Lean and Agile Techniques
Analysis of the logistics operations of the consumer product company shows that the lean technique is an appropriate logistics technique. According to Ustyugova and Noskievicova (2013), the lean technique aims at improving the quality of logistics services while reducing wastage and costs involved in the provision of these services. From the case study, it is apparent that the lean technique significantly reduced wastage and costs. Specifically, the lean strategy employed by LeanCor reduced logistics costs by $0.8 million (about 44%) from $1.8 million to $1million and the wastage of distribution centers by 13 (about 20%) from to 51 centers. Moreover, the average cost per unit decreased by 10.6%, hence, proving that lean technique is an appropriate logistic strategy for the consumer product company.
Adoption of the agile technique is not appropriate because it increases logistics costs and encourages wastage. Wang and Koh (2010) describe agile strategy as ‘market sensitive’ because it is responsive to the volatile dynamics of supply and demand in erratic markets driven by the variety of products. Hence, to meet the demand and supply of erratic market, the consumer product company would need to expand its distribution network and centers leading to increased logistics costs.
Implications and risks
The consultant reduced the number of warehouses to mitigate the risks of logistics costs and wastage of redundant warehouses. The case study illustrates that the consumer product company has been incurring high total logistics costs due to the overlapping distribution network and redundant distribution centers. Richards (2011) explains that the number of warehouses determine operations and costs because an extra warehouse implies additional logistics operations, which translates into extra logistics costs.
In this view, reduction of the warehouses is a lean strategy that minimized the costs and optimized logistics operations.

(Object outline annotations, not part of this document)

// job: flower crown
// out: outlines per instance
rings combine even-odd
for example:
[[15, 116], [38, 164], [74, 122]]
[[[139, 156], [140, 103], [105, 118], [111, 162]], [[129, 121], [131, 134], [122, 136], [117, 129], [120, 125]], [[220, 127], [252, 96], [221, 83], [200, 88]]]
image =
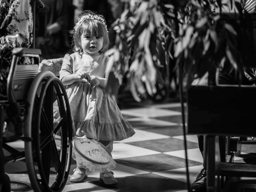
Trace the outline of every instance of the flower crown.
[[108, 28], [107, 28], [107, 25], [104, 18], [100, 15], [92, 15], [91, 14], [84, 15], [78, 19], [77, 23], [76, 24], [76, 25], [74, 27], [75, 31], [76, 31], [77, 28], [79, 25], [81, 24], [81, 23], [86, 19], [95, 19], [100, 22], [102, 23], [102, 24], [103, 24], [103, 25], [104, 25], [104, 26], [105, 26], [106, 29], [107, 30], [107, 32], [108, 32]]

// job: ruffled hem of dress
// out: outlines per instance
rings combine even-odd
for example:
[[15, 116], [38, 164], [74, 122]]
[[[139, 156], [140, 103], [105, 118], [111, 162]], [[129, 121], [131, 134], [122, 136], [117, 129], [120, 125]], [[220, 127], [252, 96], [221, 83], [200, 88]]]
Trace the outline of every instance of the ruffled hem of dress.
[[77, 167], [86, 168], [93, 172], [109, 172], [114, 169], [116, 165], [116, 163], [112, 158], [107, 164], [101, 165], [89, 161], [78, 153], [74, 147], [72, 149], [72, 158], [76, 162]]
[[87, 138], [97, 140], [120, 141], [135, 133], [132, 127], [124, 119], [113, 124], [98, 124], [90, 120], [74, 123], [75, 127], [80, 128], [76, 132], [77, 135], [84, 134]]

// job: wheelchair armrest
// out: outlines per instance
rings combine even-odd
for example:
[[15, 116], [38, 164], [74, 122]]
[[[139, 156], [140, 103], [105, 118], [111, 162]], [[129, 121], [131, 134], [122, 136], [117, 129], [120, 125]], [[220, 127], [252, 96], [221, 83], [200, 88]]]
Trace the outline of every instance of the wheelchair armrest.
[[12, 54], [18, 56], [21, 56], [23, 55], [28, 54], [32, 55], [40, 55], [41, 50], [19, 47], [14, 48], [12, 51]]

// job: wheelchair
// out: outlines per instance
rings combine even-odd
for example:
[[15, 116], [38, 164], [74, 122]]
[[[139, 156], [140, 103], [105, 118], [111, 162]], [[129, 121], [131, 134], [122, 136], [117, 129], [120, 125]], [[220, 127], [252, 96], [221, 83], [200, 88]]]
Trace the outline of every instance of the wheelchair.
[[[39, 7], [43, 4], [40, 0], [32, 2], [34, 14], [35, 6]], [[68, 177], [72, 138], [71, 115], [65, 88], [52, 72], [38, 72], [40, 50], [15, 48], [12, 52], [7, 79], [8, 99], [0, 101], [0, 192], [10, 191], [5, 164], [22, 160], [26, 162], [34, 191], [62, 191]], [[19, 58], [24, 57], [30, 58], [33, 63], [18, 64]], [[54, 118], [54, 111], [58, 112], [59, 117]], [[23, 151], [3, 141], [4, 124], [8, 121], [18, 127], [19, 139], [24, 142]], [[3, 150], [8, 153], [4, 154]]]

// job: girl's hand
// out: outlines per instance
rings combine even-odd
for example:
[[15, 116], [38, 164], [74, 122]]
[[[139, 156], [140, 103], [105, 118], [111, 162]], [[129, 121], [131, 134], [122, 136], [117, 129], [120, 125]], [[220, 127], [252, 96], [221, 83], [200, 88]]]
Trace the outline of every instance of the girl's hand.
[[87, 74], [85, 71], [78, 71], [76, 74], [77, 75], [77, 78], [78, 79], [86, 79], [88, 80], [90, 78], [90, 76]]
[[100, 79], [94, 75], [92, 75], [89, 78], [88, 81], [93, 87], [99, 85], [100, 82]]

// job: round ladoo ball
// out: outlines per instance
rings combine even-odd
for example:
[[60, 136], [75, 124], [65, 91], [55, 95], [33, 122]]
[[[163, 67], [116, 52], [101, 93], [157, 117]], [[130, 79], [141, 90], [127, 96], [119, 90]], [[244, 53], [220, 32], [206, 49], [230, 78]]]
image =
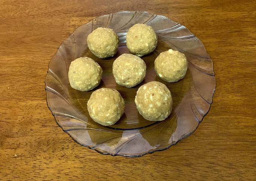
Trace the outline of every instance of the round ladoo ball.
[[102, 74], [102, 68], [93, 60], [88, 57], [81, 57], [70, 63], [69, 83], [75, 89], [88, 91], [99, 85]]
[[104, 126], [113, 125], [120, 119], [125, 109], [125, 101], [116, 90], [102, 88], [92, 93], [87, 103], [90, 116]]
[[185, 55], [170, 49], [161, 53], [155, 60], [155, 70], [160, 78], [168, 82], [175, 82], [186, 75], [188, 62]]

As the implications, reduced number of warehouses resulted in reduced logistics costs by about 44% and reduced operations in warehousing by 20%. Moreover, elimination of wastage due to the reduction of the number of warehouses implies optimization of warehouses and distribution network. Christopher (2011) asserts that creation of value-adding networks requires optimization of available networks to ensure that there is no redundancy and wastage of resources. Therefore, reduction of the number of warehouses comprised value-addition and optimization of distribution centers.
Other risks associated with the reduction of the number of warehouses are warehouse shortage, low variety of products, and delayed delivery of products. Reduction of the number of housing has a huge risk for it implies that the consumer product company would not be able to meet the needs of customers when the demand is high. Ismail (2008) states that lean logistics is unresponsive to the unpredictable markets because its operations are optimal and constant. Moreover, lean logistics allows the company to deal with a low variety of products. Due to the risks of delay in delivery, lean logistics also permits the company to deal with products with long life only.
Christopher, M. (2011). Logistics & Supply Chain Management: Creating Value-Adding Networks (4th edition). New York: FT Prentice Hall.
Ismail, R. (2008). Logistics Management. New Delhi: Excel Books.
Liu, J. (2011). Supply Chain Management and Transport Logistics. New York: Routledge
Richards, G. (2011). Warehouse management: A complete guide to improving efficiency and minimizing costs in the modern warehouse. London: Kogan Page.
Ustyugova, T., & Noskievicova, D. (2013). Integration of lean and agile manufacturing based on principles from wikinomics. Quality Innovation Prosperity, 17(1), 46-48.
Wang, L., & Koh, S. C. L. (2010). Enterprise networks and logistics for agile manufacturing. London: Springer.